Observation minutieuse des performances
Dans les tribunes bruyantes de l’Arena Paris Sud, deux officiels de la Fédération internationale de tennis de table tentent de se concentrer sur leur mission. Assis au « bureau technique », ils scrutent les services, les déplacements des joueurs, griffonnent des notes et regardent les ralentis. Leur préoccupation n’est pas tant le score, mais la conformité des capacités des joueurs à leur catégorie. Leur objectif est clair : identifier d’éventuels cas de tricherie ou d’arrangement avec les règles.
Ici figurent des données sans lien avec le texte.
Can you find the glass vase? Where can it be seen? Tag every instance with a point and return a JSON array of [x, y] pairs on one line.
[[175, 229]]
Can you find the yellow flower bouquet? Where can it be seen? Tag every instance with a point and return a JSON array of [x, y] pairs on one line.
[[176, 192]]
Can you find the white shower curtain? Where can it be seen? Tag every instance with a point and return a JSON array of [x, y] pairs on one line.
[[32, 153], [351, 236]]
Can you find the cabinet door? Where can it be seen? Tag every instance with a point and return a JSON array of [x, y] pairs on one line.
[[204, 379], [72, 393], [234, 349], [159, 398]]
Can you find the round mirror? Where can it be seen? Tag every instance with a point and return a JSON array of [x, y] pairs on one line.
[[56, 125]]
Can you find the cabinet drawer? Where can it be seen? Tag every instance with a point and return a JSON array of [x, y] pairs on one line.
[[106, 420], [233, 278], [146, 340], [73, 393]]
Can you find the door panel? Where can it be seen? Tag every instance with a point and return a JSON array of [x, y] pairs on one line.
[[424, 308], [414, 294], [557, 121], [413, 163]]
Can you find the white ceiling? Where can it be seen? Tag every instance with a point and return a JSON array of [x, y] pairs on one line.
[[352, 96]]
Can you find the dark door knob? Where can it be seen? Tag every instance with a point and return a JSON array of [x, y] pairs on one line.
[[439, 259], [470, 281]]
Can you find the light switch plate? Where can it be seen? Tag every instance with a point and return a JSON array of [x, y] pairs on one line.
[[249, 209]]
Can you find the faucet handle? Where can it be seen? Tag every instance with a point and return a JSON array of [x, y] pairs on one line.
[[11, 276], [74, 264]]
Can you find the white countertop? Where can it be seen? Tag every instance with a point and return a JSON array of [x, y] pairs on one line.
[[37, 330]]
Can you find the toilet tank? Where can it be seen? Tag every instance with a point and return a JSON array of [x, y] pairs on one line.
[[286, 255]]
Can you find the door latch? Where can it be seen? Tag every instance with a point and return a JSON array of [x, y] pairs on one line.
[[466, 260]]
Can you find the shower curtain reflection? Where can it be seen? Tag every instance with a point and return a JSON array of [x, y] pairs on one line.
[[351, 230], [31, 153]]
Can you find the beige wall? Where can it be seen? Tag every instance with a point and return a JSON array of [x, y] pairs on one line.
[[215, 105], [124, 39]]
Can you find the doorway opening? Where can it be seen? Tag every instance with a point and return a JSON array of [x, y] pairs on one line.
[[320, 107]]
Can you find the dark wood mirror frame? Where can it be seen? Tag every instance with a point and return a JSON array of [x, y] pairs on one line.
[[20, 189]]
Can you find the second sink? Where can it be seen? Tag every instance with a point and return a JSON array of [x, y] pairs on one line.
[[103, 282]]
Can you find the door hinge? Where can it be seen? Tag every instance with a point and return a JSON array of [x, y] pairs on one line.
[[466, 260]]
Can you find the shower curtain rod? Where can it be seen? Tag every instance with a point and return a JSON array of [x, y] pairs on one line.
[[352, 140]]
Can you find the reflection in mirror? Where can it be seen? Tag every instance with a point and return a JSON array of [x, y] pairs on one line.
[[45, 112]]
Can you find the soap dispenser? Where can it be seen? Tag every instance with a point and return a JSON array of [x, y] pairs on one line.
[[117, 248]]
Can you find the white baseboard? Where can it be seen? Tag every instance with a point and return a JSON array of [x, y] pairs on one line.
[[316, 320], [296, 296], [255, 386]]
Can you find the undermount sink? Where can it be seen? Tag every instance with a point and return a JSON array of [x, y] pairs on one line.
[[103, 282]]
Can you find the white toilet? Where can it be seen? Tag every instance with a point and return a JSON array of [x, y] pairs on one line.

Un sujet délicat à aborder
Au sein de l’organisation des Jeux paralympiques, un responsable avoue presque avec gêne que si la tricherie est rare, elle existe bel et bien. « Lorsqu’on est athlète para, il est tentant d’affronter des adversaires plus handicapés. Certains peuvent donc exagérer leur état de santé pour bénéficier d’une meilleure catégorie », précise-t-il. Dans le jargon du Comité international paralympique (IPC), cette tromperie est nommée « déformation intentionnelle de ses compétences et de ses capacités » et constitue une infraction disciplinaire grave.
Les conséquences des infractions
La tricherie peut avoir de lourdes conséquences, comme en témoigne le cas du Turc Serkan Yildirim, qui a été privé de son titre de champion paralympique du 100 m quatre jours après l’avoir obtenu. Son niveau de déficience visuelle était « en cours de révision », selon la Fédération internationale de para-athlétisme.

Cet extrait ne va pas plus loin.